16: Never allow a telephone conversation with a woman to go on longer than you are able to have sex with her. Keep a stopwatch by the phone. Hang up if necessary.
*no comment*
17: The morning after you and a girl who was formerly "just a friend" have carnal, drunken monkey sex, the fact that you're feeling weird and guilty is no reason for you not to nail each other again before the discussion about what a big mistake it was occurs.
:)
18: The girl who replies to the question "What do you want for Christmas?" with "If you loved me, you'd know what I want!" gets an Xbox.
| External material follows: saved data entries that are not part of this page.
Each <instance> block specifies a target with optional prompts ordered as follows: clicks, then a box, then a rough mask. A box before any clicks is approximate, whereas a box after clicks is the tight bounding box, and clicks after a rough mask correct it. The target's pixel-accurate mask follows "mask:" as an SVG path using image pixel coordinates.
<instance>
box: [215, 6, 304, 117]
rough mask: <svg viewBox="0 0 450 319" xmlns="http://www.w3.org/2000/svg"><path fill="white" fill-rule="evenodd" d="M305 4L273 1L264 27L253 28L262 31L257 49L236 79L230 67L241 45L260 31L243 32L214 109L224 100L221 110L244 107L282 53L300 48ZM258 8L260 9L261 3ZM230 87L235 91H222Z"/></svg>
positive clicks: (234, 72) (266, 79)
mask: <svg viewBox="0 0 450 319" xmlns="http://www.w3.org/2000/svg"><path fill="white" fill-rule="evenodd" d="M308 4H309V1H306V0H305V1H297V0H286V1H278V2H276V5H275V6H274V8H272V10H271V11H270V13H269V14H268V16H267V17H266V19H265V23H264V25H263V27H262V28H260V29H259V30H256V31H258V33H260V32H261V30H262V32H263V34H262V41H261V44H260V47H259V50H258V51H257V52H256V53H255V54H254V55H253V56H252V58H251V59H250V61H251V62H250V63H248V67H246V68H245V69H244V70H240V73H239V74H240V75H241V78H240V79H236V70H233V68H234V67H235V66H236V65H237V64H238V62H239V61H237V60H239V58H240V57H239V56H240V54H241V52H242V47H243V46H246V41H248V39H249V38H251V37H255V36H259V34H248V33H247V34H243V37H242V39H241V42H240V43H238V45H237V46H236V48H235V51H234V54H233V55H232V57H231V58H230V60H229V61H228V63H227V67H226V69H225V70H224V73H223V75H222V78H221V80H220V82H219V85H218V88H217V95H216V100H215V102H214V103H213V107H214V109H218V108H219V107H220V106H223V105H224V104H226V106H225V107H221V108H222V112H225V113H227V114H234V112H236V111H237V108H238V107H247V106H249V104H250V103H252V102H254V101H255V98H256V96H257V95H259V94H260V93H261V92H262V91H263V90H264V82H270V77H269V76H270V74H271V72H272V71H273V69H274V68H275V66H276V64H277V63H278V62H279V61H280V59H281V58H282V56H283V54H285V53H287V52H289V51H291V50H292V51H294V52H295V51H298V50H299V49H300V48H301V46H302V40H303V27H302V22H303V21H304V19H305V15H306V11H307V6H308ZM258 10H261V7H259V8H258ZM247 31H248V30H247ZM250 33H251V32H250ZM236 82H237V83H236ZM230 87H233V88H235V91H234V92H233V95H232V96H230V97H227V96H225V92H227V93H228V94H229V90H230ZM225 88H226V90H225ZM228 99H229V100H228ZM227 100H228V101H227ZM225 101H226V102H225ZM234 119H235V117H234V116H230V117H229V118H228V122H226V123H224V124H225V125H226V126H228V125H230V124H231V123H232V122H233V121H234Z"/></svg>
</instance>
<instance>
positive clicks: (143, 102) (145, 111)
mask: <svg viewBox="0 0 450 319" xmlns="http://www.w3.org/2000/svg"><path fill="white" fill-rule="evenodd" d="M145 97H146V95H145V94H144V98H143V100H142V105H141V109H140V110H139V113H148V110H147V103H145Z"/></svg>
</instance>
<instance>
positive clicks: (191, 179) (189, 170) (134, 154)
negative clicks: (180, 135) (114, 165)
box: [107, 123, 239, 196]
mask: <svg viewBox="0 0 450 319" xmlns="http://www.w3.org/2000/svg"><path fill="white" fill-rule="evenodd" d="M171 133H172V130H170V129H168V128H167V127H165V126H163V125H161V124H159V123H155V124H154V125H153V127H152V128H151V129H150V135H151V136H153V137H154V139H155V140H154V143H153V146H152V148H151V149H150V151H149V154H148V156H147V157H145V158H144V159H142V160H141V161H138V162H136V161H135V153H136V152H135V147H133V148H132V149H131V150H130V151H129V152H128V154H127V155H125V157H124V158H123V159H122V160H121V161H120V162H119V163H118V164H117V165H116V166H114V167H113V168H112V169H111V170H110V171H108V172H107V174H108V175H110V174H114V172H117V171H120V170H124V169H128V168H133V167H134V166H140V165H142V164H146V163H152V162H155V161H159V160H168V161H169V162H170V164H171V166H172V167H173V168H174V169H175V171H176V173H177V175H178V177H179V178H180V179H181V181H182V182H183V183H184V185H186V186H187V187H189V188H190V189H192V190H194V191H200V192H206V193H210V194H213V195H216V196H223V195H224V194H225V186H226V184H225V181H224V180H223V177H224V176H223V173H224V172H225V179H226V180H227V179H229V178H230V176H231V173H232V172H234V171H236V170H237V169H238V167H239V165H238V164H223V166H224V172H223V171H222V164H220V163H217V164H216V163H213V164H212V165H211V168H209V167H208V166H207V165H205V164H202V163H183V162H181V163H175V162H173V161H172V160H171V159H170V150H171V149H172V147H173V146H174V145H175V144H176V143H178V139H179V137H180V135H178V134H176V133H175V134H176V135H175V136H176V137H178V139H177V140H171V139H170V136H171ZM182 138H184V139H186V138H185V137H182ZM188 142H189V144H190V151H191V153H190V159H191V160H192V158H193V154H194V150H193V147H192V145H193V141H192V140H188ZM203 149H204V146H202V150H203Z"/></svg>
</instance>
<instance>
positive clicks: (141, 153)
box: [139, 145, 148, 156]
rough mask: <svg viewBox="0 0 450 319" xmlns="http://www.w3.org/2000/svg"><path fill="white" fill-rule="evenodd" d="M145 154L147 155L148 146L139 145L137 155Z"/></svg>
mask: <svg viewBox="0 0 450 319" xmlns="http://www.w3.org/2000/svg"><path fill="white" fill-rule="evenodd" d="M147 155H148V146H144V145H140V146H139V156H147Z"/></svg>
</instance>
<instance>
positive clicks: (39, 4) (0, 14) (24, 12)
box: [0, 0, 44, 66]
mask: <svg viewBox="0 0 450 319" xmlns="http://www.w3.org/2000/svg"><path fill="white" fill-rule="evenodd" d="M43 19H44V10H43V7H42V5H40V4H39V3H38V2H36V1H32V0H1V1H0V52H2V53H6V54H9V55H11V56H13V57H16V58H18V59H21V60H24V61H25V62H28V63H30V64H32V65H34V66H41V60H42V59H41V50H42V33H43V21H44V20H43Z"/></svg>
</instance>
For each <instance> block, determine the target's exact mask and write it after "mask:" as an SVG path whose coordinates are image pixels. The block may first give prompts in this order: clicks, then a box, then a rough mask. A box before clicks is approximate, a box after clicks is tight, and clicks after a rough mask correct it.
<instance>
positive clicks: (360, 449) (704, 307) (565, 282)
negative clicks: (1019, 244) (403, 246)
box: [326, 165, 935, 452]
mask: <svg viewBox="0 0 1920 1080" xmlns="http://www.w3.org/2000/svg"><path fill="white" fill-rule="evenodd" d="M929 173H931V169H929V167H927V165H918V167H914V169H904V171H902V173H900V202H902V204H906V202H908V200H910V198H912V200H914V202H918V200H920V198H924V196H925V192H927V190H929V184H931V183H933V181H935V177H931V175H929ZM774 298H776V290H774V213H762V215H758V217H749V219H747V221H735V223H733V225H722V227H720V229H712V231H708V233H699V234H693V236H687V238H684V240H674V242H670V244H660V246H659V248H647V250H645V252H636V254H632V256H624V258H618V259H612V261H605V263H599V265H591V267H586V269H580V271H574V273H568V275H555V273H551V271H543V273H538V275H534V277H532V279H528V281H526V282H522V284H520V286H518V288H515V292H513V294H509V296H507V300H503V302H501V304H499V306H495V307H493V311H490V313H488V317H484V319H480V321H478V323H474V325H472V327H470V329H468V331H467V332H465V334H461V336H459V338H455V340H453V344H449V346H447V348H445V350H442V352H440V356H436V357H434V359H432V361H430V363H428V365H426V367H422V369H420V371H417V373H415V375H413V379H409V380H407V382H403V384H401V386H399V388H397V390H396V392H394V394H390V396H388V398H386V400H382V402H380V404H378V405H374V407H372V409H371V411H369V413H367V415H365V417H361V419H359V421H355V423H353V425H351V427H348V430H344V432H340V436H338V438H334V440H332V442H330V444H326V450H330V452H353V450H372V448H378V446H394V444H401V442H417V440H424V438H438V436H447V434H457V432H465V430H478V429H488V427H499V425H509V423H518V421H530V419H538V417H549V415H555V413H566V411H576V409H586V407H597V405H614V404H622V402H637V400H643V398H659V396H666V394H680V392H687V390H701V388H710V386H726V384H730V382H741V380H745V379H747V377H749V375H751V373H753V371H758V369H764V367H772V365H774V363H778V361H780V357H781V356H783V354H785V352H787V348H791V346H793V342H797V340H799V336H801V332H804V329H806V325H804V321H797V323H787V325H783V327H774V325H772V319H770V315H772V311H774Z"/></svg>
End of story.
This would result in no sex for a month but hey, you got the Xbox right?
19: There is no reason for guys to watch Men's Ice Skating or Men's Gymnastics. Ever.
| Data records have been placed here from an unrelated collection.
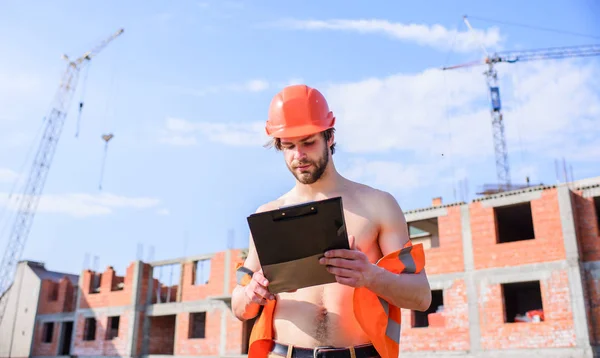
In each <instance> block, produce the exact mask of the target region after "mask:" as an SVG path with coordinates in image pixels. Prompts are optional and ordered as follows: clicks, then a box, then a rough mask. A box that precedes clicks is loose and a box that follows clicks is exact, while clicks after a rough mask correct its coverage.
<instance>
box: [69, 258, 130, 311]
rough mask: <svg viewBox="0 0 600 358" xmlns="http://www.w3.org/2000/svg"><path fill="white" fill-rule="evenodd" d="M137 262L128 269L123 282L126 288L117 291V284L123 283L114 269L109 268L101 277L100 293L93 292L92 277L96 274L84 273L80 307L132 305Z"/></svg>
mask: <svg viewBox="0 0 600 358" xmlns="http://www.w3.org/2000/svg"><path fill="white" fill-rule="evenodd" d="M134 269H135V262H133V263H131V264H130V265H129V266H128V267H127V272H126V274H125V277H124V279H123V280H122V282H123V283H124V287H123V289H121V290H118V289H117V287H116V286H117V283H118V282H121V279H120V278H117V276H116V274H115V271H114V270H113V268H112V267H108V268H107V269H106V271H104V272H103V273H102V275H101V279H100V292H98V293H94V292H92V290H91V288H92V277H93V275H94V273H93V272H92V271H90V270H85V271H84V272H83V274H82V275H83V280H82V290H81V300H80V303H79V304H80V307H81V308H82V309H83V308H98V307H109V306H110V307H118V306H127V305H131V304H132V303H133V302H132V297H133V281H134V277H133V276H134Z"/></svg>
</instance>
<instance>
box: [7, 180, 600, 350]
mask: <svg viewBox="0 0 600 358" xmlns="http://www.w3.org/2000/svg"><path fill="white" fill-rule="evenodd" d="M405 215H406V219H407V222H408V225H409V231H410V234H411V238H412V241H413V242H414V243H423V244H424V246H425V247H426V251H425V254H426V271H427V274H428V276H429V279H430V284H431V288H432V298H433V299H432V304H431V306H430V308H429V309H428V310H427V311H426V312H414V311H410V310H403V311H402V329H401V331H402V336H401V356H402V357H429V356H431V357H446V356H452V357H456V356H465V357H500V356H501V357H524V356H539V357H592V356H593V353H594V352H595V351H596V346H597V345H598V344H599V340H600V326H599V322H600V308H599V307H600V229H599V228H600V177H599V178H593V179H589V180H583V181H579V182H575V183H570V184H568V185H567V184H564V185H557V186H539V187H531V188H527V189H523V190H518V191H513V192H506V193H501V194H496V195H490V196H485V197H480V198H478V199H476V200H473V201H472V202H470V203H453V204H447V205H445V204H442V200H441V198H436V199H434V200H433V202H432V205H431V206H430V207H427V208H423V209H418V210H411V211H407V212H406V213H405ZM243 254H244V253H243V251H241V250H228V251H224V252H219V253H215V254H212V255H203V256H196V257H186V258H180V259H173V260H165V261H159V262H151V263H144V262H140V261H136V262H134V263H132V264H131V265H130V266H129V267H128V268H127V272H126V274H125V276H124V277H119V276H117V275H116V274H115V273H114V271H113V270H112V268H110V267H109V268H107V270H105V272H103V273H94V272H91V271H84V272H83V273H82V274H81V275H80V276H79V280H78V282H77V283H76V286H75V285H73V286H72V287H79V289H77V290H76V291H77V294H76V299H75V300H74V302H75V304H74V305H73V304H71V305H70V306H69V305H67V304H58V303H57V304H56V305H55V306H54V307H56V308H55V309H52V310H48V309H45V311H42V310H40V308H39V307H42V306H44V305H46V303H45V304H44V305H41V304H38V305H37V307H38V312H37V313H34V314H33V316H32V317H33V318H30V321H31V319H33V320H34V321H35V327H33V326H32V327H31V330H30V331H28V332H27V334H26V335H25V336H24V337H25V338H23V339H22V340H21V341H19V342H21V343H23V344H25V343H26V342H27V339H30V341H29V343H27V344H28V345H29V346H30V347H31V351H29V352H28V351H26V350H21V351H18V352H19V354H21V353H20V352H23V354H24V355H16V352H17V350H15V349H16V348H15V349H13V353H12V355H11V356H13V357H15V356H57V355H65V353H67V352H70V354H71V355H77V356H148V357H152V356H165V355H166V356H201V357H202V356H204V357H216V356H220V357H225V356H227V357H235V356H240V357H241V356H244V355H245V354H246V352H247V347H248V336H249V332H250V330H251V328H252V322H244V323H242V322H239V321H238V320H237V319H236V318H235V317H234V316H233V314H232V313H231V311H230V299H231V291H232V289H233V288H234V287H235V272H234V270H235V263H236V261H237V260H239V259H240V258H241V257H242V256H243ZM62 285H64V286H65V287H68V286H69V285H68V284H67V283H65V281H63V283H62ZM54 287H55V286H52V288H50V287H48V288H47V289H46V291H47V290H50V291H48V292H50V293H44V294H43V295H44V297H41V296H40V297H38V298H36V299H37V300H38V301H40V302H41V301H42V300H47V299H48V297H56V294H55V291H52V290H55V288H54ZM60 287H62V286H60ZM65 287H63V288H60V289H59V291H58V297H59V301H60V299H61V298H60V297H63V296H65V297H66V296H68V295H66V292H67V291H66V290H68V288H65ZM63 290H65V294H62V293H61V292H63ZM40 292H41V291H40ZM61 295H62V296H61ZM30 314H32V313H30ZM23 322H25V321H23ZM67 322H72V323H71V326H69V325H68V323H67ZM63 327H64V328H63ZM69 327H70V328H69ZM2 329H5V328H2ZM18 329H19V330H21V329H23V327H19V328H18ZM69 329H70V330H72V332H73V334H72V338H71V341H70V345H71V346H70V350H67V348H66V345H65V342H66V340H65V339H64V338H60V337H62V336H61V335H60V334H59V333H57V332H59V330H64V331H66V332H69ZM49 331H53V332H55V333H53V334H50V333H48V332H49ZM2 332H3V334H4V332H7V331H6V330H5V331H2ZM19 332H20V331H19ZM19 334H20V333H19ZM15 336H16V335H15ZM63 336H64V335H63ZM27 337H30V338H27ZM61 342H62V343H61ZM13 346H14V345H13ZM0 352H2V354H1V356H2V357H5V356H8V355H6V354H5V352H6V350H2V351H0Z"/></svg>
Imagine two guys watching either of this and commenting on it "Really nice grip on the handle bars there eh?" GOD.
20: A game is more than a game. Do not answer your phone or do anything that would make the other players wait.
Be it even a bottle cap game!
Let the holidays begin peeps. I see a whole lot of partying for the next couple of days.
* Friday & Sat @ ? *
* Sunday @ Liverpool vs Man U *
* Monday @ Mambo? *
~Happy Holidays~
5 comments:
12: Women who claim they "love to watch sports" must be treated as spies until they demonstrate knowledge of the game and the ability to drink as much as the other sports watchers.
**hahaha come on... i watch footie n F1 too. i know a lot about football, and i drink more than men. So i'm not a spy yar... =P and i'm supporting ManU btw. Monday in Mambo? hhmmmmmm**
Whoa!
Update already!
Laundry update please!
Eh!!! Monday Mambo??? Whyyy??
Then Wednesday is what??? I already planned with all my friends to go for Mambo on Wednesday!
Let me know!
Dude, u kutuk ur friends kau kau here right? hehe.... good on ya!
Luc: You're one of us? Drink more than 'some' men right? Yeah Mambo on Monday!
Iris: Laundry was overly packed that nite la. Closed even earlier somemore at 1 sharp. sigh
Fi: Yes Mambo on Monday. Wed err.. Raya open houses to visit?
Jo: Where the fun if you can't bring your friends in right?